Thanks, Wes and Francois.
> On Feb 13, 2019, at 10:16 PM, Francois Saint-Jacques
> <fsaintjacq...@gmail.com> wrote:
>
> Hi,
>
> I also agree that we should follow a model similar to what you propose. I
> think the plan is, correct me if I'm wrong Wes, to write the logical plan
> operators, then write a small execution engine prototype and produce a
> proper design document out of this experiment. There's also a placeholder
> ticket: https://issues.apache.org/jira/browse/ARROW-4333
>
> François
>
> On Wed, Feb 13, 2019 at 9:54 AM Wes McKinney <wesmck...@gmail.com> wrote:
>
>> hi Ravindra,
>>
>>
>> On Wed, Feb 13, 2019 at 1:34 AM Ravindra Pindikura <ravin...@dremio.com>
>> wrote:
>>>
>>> Hi,
>>>
>>> I was looking at the recent checkin for arrow kernels, and started to
>> think of how they would work alongside Gandiva.
>>>
>>> Here are my thoughts :
>>>
>>> 1. Gandiva already has two high-level operators namely project and
>> filter, with runtime code generation
>>>
>>> * It already supports 100s of functions (eg. a+b, a > b), which can be
>> combined into expressions (eg. a+b > c && a +b < d) for each of the
>> operators and we’ll likely continue to add more of them.
>>> * it works on one record batch at a time - consumes a record batch, and
>> produces a record batch.
>>> * The operators can be inter-linked (eg. Project -> filter -> project)
>> to build a pipeline.
>>> * we may build additional operators in the future which could benefit
>> from code generation (eg. Impala uses code generation when parsing Avro
>> files).
>>>
>>> 2. Arrow Kernels
>>>
>>> a. support project/filter operators
>>>
>>> Useful for functions where there is no benefit with code generation, or
>> where code generation can be skipped over (eager evaluation).
>>>
>>> b. Support for additional operators like aggregates
>>>
>>>
>>> How do we combine and link the gandiva operators and the kernels ? For
>> eg.
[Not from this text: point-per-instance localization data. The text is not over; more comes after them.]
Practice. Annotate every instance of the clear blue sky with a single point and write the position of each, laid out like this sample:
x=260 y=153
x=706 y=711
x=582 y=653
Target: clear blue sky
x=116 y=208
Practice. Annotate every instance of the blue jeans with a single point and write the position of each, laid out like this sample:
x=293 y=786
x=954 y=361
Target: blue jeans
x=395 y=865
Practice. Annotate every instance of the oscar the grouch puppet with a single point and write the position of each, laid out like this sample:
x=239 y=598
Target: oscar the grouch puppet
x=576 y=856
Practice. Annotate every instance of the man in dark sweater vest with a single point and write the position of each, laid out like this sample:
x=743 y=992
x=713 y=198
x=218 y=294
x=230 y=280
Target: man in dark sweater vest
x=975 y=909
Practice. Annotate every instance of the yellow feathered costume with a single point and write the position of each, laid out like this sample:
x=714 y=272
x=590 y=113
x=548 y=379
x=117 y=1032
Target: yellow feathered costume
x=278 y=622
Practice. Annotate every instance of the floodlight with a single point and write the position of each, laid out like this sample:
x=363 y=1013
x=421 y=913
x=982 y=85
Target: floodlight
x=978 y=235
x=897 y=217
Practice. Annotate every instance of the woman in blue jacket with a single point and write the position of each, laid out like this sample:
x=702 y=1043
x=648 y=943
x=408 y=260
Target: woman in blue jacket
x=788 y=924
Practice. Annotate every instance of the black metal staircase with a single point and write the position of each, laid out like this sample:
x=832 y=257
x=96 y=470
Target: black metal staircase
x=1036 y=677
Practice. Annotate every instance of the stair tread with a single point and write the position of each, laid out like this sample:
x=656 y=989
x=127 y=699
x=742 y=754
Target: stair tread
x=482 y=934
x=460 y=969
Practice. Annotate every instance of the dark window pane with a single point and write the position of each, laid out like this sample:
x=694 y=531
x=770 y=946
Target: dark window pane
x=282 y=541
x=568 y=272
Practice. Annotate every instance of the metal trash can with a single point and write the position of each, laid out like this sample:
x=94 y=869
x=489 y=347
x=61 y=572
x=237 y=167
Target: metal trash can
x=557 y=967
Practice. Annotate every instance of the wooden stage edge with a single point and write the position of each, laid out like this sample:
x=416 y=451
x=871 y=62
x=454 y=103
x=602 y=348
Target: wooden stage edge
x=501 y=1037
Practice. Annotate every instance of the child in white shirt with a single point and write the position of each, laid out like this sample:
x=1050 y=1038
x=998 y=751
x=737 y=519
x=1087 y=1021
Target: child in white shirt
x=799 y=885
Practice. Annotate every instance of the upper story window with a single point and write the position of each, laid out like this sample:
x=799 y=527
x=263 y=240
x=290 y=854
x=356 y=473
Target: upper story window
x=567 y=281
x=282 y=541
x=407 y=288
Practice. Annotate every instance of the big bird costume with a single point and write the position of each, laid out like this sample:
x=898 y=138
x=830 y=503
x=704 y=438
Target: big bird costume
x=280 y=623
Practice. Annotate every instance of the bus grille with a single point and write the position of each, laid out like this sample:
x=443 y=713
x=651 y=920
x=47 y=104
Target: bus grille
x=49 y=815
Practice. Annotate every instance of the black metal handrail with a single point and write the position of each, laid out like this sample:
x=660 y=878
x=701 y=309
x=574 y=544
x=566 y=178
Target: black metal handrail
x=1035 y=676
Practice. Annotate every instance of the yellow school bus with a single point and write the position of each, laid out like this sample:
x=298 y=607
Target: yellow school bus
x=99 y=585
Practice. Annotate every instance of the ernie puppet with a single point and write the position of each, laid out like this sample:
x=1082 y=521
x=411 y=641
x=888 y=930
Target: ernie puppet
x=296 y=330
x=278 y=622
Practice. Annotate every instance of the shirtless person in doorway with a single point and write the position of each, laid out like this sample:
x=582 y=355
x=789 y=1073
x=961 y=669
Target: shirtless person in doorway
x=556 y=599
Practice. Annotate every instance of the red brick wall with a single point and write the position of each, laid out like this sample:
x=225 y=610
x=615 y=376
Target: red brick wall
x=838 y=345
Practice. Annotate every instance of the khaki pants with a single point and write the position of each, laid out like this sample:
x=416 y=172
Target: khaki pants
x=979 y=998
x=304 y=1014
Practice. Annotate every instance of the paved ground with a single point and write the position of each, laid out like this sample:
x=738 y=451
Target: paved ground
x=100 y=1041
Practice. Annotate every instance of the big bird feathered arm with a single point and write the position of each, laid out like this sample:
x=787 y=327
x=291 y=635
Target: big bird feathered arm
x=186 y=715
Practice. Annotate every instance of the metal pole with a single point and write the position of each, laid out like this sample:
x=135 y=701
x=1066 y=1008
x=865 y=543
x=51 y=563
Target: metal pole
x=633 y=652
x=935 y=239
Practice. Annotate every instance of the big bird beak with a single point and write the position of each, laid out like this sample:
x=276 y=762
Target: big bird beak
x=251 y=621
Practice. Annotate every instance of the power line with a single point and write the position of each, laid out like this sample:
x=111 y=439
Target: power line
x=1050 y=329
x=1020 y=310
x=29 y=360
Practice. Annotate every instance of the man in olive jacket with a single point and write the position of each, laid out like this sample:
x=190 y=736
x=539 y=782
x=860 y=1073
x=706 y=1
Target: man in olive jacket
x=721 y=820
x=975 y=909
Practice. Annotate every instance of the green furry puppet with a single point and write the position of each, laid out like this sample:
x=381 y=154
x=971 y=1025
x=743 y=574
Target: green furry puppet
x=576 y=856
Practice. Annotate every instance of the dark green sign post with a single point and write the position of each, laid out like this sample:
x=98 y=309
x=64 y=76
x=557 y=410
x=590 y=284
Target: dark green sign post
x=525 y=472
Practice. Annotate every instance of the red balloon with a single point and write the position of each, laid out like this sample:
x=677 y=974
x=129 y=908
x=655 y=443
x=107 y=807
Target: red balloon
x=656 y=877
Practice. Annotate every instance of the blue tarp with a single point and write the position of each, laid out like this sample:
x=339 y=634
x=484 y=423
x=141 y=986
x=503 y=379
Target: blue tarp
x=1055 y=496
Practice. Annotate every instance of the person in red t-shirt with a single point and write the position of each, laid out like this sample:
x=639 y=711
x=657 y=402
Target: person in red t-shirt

It would be nice to have a pipeline with scan (read from source),
>> project (expression on column), filter (extract rows), and aggregate (sum
>> on the extracted column).
>>>
>>
>> I'm just starting on a project now to enable logical expressions to be
>> built with a C++ API that are formed from a superset of relationship
>> algebra. In the past, I have already built a fairly deep system for
>> this (https://github.com/ibis-project/ibis) that captures SQL
>> semantics while also permitting other kinds of analytical
>> functionality that spills outside of SQL. As soon as I cobble together
>> a prototype I'll be interested in lots of feedback since this is a
>> system that we'll use for many years
>>
>> My idea of the interplay with Gandiva is that expressions will be
>> "lowered" to physical execution operators such as:
>>
>> * Projection (with/without filters)
>> * Join
>> * Hash aggregate (with/without filters)
>> * Sort
>> * Time series operations (resampling / binning, etc.)
>>
>> Gandiva therefore serves as a subgraph compiler for constituent parts
>> of these operations . During the lowering process, operator subgraphs
>> will need to be recognized as "able to be compiled with Gandiva". For
>> example
>>
>> * log(table.a + table.b) + 1 can be compiled with gandiva
>> * udf(table.a), where "udf" is a user-defined function written in
>> Python, say, cannot
>>
>>> To do this, I think we would need to be able build a pipeline with high
>> level operators that move along data one record batch at a time :
>>> - source operator which only produces record-batches (maybe, csv reader)
>>> - intermediate operators that can produce/consume record-batches (maybe,
>> gandiva project operator)
>>> - terminal operators that emit the final output (from the end of the
>> pipeline) when there is nothing left to consume (maybe, SumKernel)
>>>
>>> Are we thinking along these lines ?
>>
>> Yes, that sounds right.
>>
>> We don't have a "dataset" framework yet for source operators (CSV,
>> JSON, and Parquet will be the first ones). I have planned to write a
>> requirements document about this project as we have the machinery in
>> place to e.g. read Parquet and CSV files but without a unified
>> abstract dataset API
>>
>> - Wes
>>
>>>
>>> Thanks & regards,
>>> Ravindra.
>>